- Born: October 27, 1929 Kansas City, Missouri, U.S.
- Died: November 2, 2000 (aged 71) Eugene, Oregon, U.S.
- Occupation: Architect
- Years active: 1952–2000
- Spouses: Doris (Debbie) Burgess; Jill Coxon;
- Children: 5

= DeNorval Unthank Jr. =

American architect and teacher

DeNorval Unthank Jr. (October 27, 1929 - November 2, 2000) was an American architect. In 1951 he was the first black man to earn an architecture degree from the University of Oregon (UO). Unthank worked on the courthouse in Lane County, Oregon; McKenzie Hall (formerly the UO School of Law building); and Kennedy Junior Middle School in Eugene, Oregon. He is the eponym of Unthank Hall at UO.

== Personal life and education ==
DeNorval Unthank Jr. was born in Kansas City, Missouri, on October 27, 1929, to Dr. DeNorval Unthank Sr., and Thelma Shipman Unthank. Shortly after he was born, the family moved to the Pacific Northwest, where his father served as one of Portland's first African American physicians, and was a co-founder of the Portland Urban League. In 1946 Unthank Jr. graduated from Franklin High School. He studied for two years at Howard University before returning to Oregon to attend the University of Oregon.

Unthank met Doris (Debbie) Burgess in 1951at the University of Oregon. She was a white student, a member of Gamma Phi Beta sorority. In May 1951, some men burned a cross on the sorority's lawn, and she was pressured to leave the sorority.
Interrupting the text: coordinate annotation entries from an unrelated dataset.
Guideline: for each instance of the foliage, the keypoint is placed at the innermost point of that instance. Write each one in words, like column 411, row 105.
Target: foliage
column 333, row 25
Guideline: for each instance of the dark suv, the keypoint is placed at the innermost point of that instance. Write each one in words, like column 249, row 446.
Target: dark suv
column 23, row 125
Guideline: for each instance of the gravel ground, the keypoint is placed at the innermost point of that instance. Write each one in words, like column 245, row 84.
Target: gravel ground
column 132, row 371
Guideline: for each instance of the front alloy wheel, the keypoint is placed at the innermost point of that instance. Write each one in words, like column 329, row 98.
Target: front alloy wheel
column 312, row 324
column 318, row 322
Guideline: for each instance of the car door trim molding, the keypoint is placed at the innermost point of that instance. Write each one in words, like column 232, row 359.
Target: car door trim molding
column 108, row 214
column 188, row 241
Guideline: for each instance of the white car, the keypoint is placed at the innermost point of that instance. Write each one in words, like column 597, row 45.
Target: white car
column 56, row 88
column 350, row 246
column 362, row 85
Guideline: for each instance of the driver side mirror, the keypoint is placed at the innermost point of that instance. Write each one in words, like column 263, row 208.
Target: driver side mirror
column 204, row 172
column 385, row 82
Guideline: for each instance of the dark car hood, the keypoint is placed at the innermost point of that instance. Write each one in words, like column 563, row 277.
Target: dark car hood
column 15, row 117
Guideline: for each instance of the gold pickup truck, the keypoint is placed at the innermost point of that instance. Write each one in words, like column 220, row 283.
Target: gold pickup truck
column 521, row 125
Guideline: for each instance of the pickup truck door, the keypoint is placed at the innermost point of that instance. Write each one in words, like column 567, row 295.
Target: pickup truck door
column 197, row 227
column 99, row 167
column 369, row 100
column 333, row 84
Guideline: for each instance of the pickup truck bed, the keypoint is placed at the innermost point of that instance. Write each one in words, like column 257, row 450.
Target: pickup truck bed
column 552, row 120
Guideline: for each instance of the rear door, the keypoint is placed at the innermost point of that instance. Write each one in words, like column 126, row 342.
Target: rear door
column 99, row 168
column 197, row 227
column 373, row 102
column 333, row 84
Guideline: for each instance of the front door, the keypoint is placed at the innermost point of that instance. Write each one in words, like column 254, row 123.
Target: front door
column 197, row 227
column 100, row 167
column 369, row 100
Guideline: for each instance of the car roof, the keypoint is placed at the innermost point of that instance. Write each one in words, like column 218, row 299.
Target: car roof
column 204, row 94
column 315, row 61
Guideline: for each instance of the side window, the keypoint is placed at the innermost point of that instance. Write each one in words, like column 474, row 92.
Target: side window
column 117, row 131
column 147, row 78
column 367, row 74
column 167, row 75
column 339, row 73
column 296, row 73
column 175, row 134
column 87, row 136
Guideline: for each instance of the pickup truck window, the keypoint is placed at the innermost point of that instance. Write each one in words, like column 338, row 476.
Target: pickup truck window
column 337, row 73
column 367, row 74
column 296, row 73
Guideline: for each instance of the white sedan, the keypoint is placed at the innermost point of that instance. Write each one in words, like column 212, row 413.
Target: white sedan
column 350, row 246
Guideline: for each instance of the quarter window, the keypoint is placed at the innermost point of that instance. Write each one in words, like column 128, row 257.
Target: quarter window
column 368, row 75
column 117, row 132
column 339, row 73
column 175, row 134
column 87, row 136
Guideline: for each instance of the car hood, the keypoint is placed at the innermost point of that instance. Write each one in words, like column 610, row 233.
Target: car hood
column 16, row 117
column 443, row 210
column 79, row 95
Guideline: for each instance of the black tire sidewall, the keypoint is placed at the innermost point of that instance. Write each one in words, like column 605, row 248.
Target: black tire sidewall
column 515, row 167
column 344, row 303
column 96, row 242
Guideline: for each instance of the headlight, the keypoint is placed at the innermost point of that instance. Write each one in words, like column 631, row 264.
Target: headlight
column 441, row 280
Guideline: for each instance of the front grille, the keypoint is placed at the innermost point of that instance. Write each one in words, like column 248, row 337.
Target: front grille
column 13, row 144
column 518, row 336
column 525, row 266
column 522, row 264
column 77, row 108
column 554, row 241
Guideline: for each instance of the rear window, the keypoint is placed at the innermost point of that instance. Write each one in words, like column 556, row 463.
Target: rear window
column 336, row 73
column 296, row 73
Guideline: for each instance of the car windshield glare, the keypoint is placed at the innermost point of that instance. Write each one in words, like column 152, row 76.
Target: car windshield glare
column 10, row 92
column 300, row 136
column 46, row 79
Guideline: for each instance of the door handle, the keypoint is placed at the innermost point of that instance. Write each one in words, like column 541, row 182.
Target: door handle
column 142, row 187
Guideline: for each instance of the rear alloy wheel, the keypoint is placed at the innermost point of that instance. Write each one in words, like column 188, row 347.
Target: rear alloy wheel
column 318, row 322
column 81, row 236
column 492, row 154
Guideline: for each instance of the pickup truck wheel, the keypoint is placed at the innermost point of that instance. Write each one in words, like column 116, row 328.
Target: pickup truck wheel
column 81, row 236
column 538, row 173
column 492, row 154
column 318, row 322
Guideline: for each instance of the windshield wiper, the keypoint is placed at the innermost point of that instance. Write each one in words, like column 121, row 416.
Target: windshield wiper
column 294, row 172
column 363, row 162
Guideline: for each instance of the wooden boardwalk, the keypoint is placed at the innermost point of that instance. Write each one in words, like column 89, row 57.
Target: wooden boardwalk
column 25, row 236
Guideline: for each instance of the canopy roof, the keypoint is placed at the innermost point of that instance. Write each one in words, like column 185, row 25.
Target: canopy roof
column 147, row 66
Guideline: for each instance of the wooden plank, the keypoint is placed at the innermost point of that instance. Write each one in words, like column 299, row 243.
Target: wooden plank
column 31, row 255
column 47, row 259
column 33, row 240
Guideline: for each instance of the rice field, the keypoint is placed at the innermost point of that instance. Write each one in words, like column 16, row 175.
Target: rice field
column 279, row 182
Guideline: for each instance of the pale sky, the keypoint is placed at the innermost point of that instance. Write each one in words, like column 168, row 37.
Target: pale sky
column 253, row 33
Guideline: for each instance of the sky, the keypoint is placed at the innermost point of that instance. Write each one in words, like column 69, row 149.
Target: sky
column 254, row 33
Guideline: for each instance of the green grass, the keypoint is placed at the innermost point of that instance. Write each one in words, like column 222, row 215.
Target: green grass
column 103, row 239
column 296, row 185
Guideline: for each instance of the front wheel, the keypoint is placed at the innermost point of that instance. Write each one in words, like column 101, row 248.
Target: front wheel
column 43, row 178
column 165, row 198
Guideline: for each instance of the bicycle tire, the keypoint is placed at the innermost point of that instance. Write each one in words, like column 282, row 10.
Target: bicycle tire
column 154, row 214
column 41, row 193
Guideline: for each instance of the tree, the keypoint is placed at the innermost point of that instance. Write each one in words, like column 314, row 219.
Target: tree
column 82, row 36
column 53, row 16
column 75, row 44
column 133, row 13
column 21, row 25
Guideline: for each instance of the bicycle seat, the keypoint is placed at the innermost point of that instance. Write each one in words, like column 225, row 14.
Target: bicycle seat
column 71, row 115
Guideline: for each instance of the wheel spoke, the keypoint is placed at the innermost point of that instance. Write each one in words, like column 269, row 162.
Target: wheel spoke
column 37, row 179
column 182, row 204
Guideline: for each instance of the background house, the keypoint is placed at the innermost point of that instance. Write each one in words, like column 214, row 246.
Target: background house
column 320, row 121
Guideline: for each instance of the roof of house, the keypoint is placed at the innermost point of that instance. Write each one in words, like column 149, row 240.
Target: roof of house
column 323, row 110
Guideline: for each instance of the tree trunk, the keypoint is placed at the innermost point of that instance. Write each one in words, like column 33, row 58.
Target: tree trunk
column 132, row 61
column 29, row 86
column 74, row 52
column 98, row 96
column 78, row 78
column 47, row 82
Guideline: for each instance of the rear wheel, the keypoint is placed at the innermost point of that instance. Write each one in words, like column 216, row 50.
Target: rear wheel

Following Unthank's graduation from the School of Architecture, he and Burgess married on July 7, 1951, in the state of Washington, because interracial marriage was illegal in Oregon. They divorced in 1972.

Unthank later married Jill Coxon. He had five children: Peter, Blaire, Amy, Libby, and Melissa.

Unthank died on November 2, 2000, of kidney cancer.

== Career ==
From 1952 to 1955, Unthank designed and built houses with Dick Chambers, who later started Chambers Construction Co. in Eugene. In 1955, Unthank began working for Wilmsen Endicott Architects. In 1960, he became a partner of the firm Wilmsen, Endicott and Unthank, Architects. In 1968, Unthank joined with Otto Poticha and Grant Seder in the firm of Unthank Seder Poticha Architects. By 1985, the firm also included Ed Waterbury, one of his former students. Unthank "designed schools, public buildings and business facilities around the state", including some in the Eugene area, including J.F. Kennedy Junior High School, and Springfield's Thurston High School. From 1993-98, the firm was known as Unthank Waterbury.

He served as an architecture professor at UO from 1965 to 1980.

==Awards and legacy==
In 1980, following twenty individual AIA awards, he was named a Fellow of the American Institute of Architects, "recognizing his design work on the Lane County Courthouse, the former UO Law School, Central Oregon Community College campus buildings in Bend, the U.S. Consulate Quarters in Fukuoka, Japan, and numerous banks, professional offices, churches, and private residences around the state of Oregon".

In June 2015 his name was installed in Lawrence Hall at UO, and the University announced a US$5000 annual "Faculty Excellence Award" to support architecture faculty teaching and research.

In June 2017, the University of Oregon honored Unthank by renaming a dormitory after him, "Unthank Hall". The building had previously been named after the Ku Klux Klan leader Frederic Stanley Dunn.

In May 2021, the University of Oregon Board of Trustees, at the recommendation of UO President Michael Schill, approved a transfer of the name Unthank Hall to the new dormitory building set to open in August 2021.